The devil, of course, is always in the detail of such studies. ITG says that its comparisons are based on 25 real-life production systems running Oracle E-Business Suite, JD Edwards EnterpriseOne, PeopleSoft and retail solutions. The companies surveyed were spread across industry sectors and ranged in size from 150 to more than 40,000 employees.

Profiles were also constructed from a broader survey of 127 organisations that had deployed one or more of the applications on either hardware platform.

Personnel and installation costs are not included. ITG says that as the same Oracle software suites were deployed on both platforms, personnel costs for DBAs database and app specialists were similar, and there was no obvious difference in full-time equivalent staffing for server and storage admin.

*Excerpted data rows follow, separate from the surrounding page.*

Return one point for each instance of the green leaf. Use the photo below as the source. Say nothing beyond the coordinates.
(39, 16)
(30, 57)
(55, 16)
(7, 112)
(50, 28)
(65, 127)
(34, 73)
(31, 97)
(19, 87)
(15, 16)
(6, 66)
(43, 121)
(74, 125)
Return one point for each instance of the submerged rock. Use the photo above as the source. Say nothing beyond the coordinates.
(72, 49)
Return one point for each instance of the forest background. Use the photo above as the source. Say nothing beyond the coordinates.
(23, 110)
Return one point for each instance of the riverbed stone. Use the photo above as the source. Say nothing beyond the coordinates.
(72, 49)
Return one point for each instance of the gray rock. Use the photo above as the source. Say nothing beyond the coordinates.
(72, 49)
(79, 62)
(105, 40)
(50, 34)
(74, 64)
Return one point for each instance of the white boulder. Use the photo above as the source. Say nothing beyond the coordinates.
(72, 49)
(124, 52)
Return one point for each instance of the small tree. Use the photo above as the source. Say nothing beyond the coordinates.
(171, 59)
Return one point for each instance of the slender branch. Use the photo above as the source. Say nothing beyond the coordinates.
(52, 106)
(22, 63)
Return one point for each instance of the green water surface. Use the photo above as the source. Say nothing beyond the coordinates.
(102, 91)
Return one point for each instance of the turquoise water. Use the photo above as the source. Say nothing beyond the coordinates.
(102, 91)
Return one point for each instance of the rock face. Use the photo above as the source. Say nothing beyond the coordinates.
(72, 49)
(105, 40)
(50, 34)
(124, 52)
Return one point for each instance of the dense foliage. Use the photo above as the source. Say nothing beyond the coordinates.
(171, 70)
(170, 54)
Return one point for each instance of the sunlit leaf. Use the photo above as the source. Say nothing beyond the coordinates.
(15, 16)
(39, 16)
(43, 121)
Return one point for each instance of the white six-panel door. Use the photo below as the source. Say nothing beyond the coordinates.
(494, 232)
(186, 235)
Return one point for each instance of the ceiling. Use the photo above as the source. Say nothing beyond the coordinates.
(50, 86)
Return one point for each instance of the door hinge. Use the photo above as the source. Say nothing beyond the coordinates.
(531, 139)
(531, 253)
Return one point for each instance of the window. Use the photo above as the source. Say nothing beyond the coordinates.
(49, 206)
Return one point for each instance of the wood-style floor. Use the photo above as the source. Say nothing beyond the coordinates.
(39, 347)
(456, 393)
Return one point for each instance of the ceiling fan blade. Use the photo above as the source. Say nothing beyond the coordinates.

Specifically, ITG weighed up Exadata X4-2 eighth-,quarter-and half-rack high-performance models against POWER7+-based systems with between four and 64 cores running AIX and PowerVM. The Power System users used either Storwize, XIV Storage System or System Storage DS8870 disk arrays, configured as tiered systems with SSDs and/or hard disk drives HDDs.

However, as the Exadata X4 series is comparatively new, many users in the survey were running older Exadata models. ITG therefore made some estimates of comparative transactional performance. In the model it used, the analyst also estimated performance and capacity for older Power Systems and disk arrays.